O Mês Lilás não se resume a uma campanha simbólica: é um espelho das contradições históricas que atravessam a vida das mulheres no Brasil. A cada agosto, a sociedade é convocada a refletir sobre um problema que vai muito além das estatísticas — a violência contra a mulher é expressão de uma cultura patriarcal profundamente enraizada, que ao longo dos séculos reduziu o feminino à condição de objeto, submisso e descartável.
Essa herança da objetificação histórica da mulher se perpetua nas relações sociais, nas instituições e até mesmo nas políticas públicas. O resultado é a naturalização da violência, que se converte em números alarmantes. Porto Seguro, por exemplo, aparece em 14º lugar entre as cidades mais violentas do país, segundo o Anuário Brasileiro de Segurança Pública de 2024. Esse dado não é um acidente estatístico, mas um retrato da persistência de desigualdades estruturais que se traduzem em agressões físicas, psicológicas, patrimoniais e até letais, atingindo toda a sociedade do local com fama de paraíso.
Nos últimos anos, aqui foram registrados casos de grande repercussão que chocaram a sociedade, como o da adolescente Nayara Gatti, assassinada em Caraíva, e da mulher que, após ser agredida e ter o corpo incendiado pelo companheiro, pulou da janela de um apartamento para escapar da morte, sofrendo diversas lesões na queda.
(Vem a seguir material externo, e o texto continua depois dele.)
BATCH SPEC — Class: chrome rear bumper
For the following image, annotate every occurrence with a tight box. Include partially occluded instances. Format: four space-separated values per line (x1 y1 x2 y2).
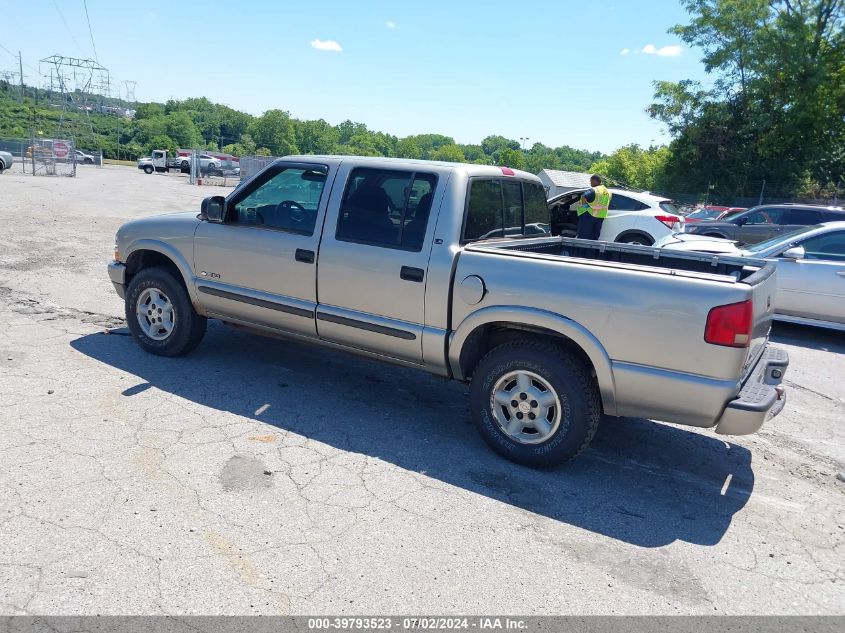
715 346 789 435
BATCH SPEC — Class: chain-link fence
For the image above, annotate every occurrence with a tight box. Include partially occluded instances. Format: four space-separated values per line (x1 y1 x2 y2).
239 155 277 181
0 137 80 176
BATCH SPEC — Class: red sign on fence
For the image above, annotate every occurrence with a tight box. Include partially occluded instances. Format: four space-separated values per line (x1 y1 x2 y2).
53 141 69 158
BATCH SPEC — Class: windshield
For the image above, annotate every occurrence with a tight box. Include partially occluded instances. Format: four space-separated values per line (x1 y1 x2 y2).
745 225 817 253
687 209 721 220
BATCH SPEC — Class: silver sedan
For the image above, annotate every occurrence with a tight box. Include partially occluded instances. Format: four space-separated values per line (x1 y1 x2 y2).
657 222 845 331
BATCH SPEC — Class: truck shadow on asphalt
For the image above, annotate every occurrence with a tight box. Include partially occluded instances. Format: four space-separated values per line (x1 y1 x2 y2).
71 322 755 548
770 321 845 354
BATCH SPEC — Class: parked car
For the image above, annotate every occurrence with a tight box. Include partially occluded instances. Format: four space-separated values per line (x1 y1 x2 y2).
173 153 222 174
138 152 222 175
0 150 12 173
74 149 96 165
108 156 788 467
657 222 845 331
548 188 684 244
685 207 747 223
684 204 845 243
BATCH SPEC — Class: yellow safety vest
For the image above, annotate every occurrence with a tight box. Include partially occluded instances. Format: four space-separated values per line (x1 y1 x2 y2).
577 185 611 219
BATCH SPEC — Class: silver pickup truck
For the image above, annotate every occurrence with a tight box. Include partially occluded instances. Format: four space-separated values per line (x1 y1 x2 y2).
108 156 788 467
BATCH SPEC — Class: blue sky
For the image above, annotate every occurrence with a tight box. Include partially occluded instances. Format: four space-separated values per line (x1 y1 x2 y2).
0 0 709 154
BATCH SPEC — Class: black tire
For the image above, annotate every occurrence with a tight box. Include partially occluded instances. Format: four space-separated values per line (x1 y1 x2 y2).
617 234 652 245
181 160 190 170
125 267 207 357
143 165 154 174
0 162 5 174
470 340 601 467
84 158 93 165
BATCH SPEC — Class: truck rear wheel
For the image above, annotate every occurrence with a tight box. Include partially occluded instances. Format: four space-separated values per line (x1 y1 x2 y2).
469 340 601 467
125 267 207 357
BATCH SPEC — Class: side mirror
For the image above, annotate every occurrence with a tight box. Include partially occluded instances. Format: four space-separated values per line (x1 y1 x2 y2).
736 217 748 226
781 246 805 260
201 196 225 222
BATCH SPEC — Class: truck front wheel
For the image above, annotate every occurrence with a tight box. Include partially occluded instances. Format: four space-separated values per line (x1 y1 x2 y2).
125 267 207 357
143 165 153 174
469 340 601 467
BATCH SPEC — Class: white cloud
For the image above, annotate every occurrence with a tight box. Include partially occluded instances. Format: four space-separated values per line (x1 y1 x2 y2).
310 39 343 52
641 43 682 57
620 48 630 55
386 20 399 29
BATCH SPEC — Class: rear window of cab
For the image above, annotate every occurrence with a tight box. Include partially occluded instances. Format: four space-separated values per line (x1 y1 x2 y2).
463 178 550 242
Ao lado desses episódios de brutalidade extrema, existem ainda inúmeros outros casos, menos notórios, que se repetem diariamente e acabam caindo na banalização social e institucional da violência contra a mulher. O silêncio diante dessas situações revela o quanto a sociedade ainda naturaliza práticas de opressão.
Contudo, a história também é feita de resistências. As lutas feministas, os coletivos de mulheres e o empenho de setores comprometidos têm arrancado conquistas, ainda que insuficientes diante da dimensão do problema. Um exemplo desse esforço é a criação do Batalhão de Policiamento de Proteção à Mulher, sob o comando da tenente-coronel Roseli de Santana Ramos, que foi palestrante no seminário “Vozes que Protegem!”, realizado nesta quinta-feira, dia 14 de agosto, no Centro de Cultura de Porto Seguro. O Batalhão reforça a ideia de que a proteção das mulheres exige mais do que repressão: demanda escuta, acolhimento e redes de cuidado. É o segundo do tipo no Brasil, sediado em Salvador, mas com atuação em todo o Estado, o que sinaliza uma tentativa de resposta institucional ao cenário de violência.
Em geral, dentro das ações desenvolvidas no Mês Lilás, ganha força a reivindicação por uma Delegacia Especializada de Atendimento à Mulher (DEAM) que funcione 24 horas por dia, 7 dias por semana, com agentes mulheres no atendimento, condição indispensável para que vítimas encontrem coragem e segurança ao denunciar. Estão também o fortalecimento das Rondas Maria da Penha, que reforçam o policiamento ostensivo voltado à prevenção da violência contra a mulher. Mais do que proteger vítimas já ameaçadas, essas iniciativas buscam desarticular ciclos de violência antes que se tornem irreversíveis. Elas também trazem à tona uma verdade muitas vezes invisibilizada: a violência doméstica não escolhe classe social ou raça. Atinge tanto mulheres pobres quanto ricas, negras ou brancas, evidenciando que o machismo estrutural se infiltra em todas as camadas da sociedade.
O Mês Lilás, portanto, é um convite a encarar as raízes do problema: a violência não nasce no ato da agressão, mas em uma sociedade que ainda insiste em controlar, silenciar e subalternizar as mulheres. Enfrentá-la implica questionar as estruturas de poder, fortalecer as políticas públicas e multiplicar os espaços de acolhimento.
Mais que uma data no calendário, o Mês Lilás é um ato político de memória e resistência — um grito coletivo de que nenhuma vida pode ser descartada, nenhuma violência pode ser banalizada e nenhum direito pode ser negado. A responsabilidade é de todos: do Estado, que precisa garantir políticas públicas eficientes; da justiça, que deve punir com rigor os agressores; e da sociedade, que precisa romper com o silêncio cúmplice e combater o machismo em todas as suas formas.
Não se trata apenas de lembrar as vítimas, mas de honrá-las com mudanças concretas. Porque o direito das mulheres a uma vida digna, livre de violência, não pode mais ser promessa: deve ser realidade cotidiana.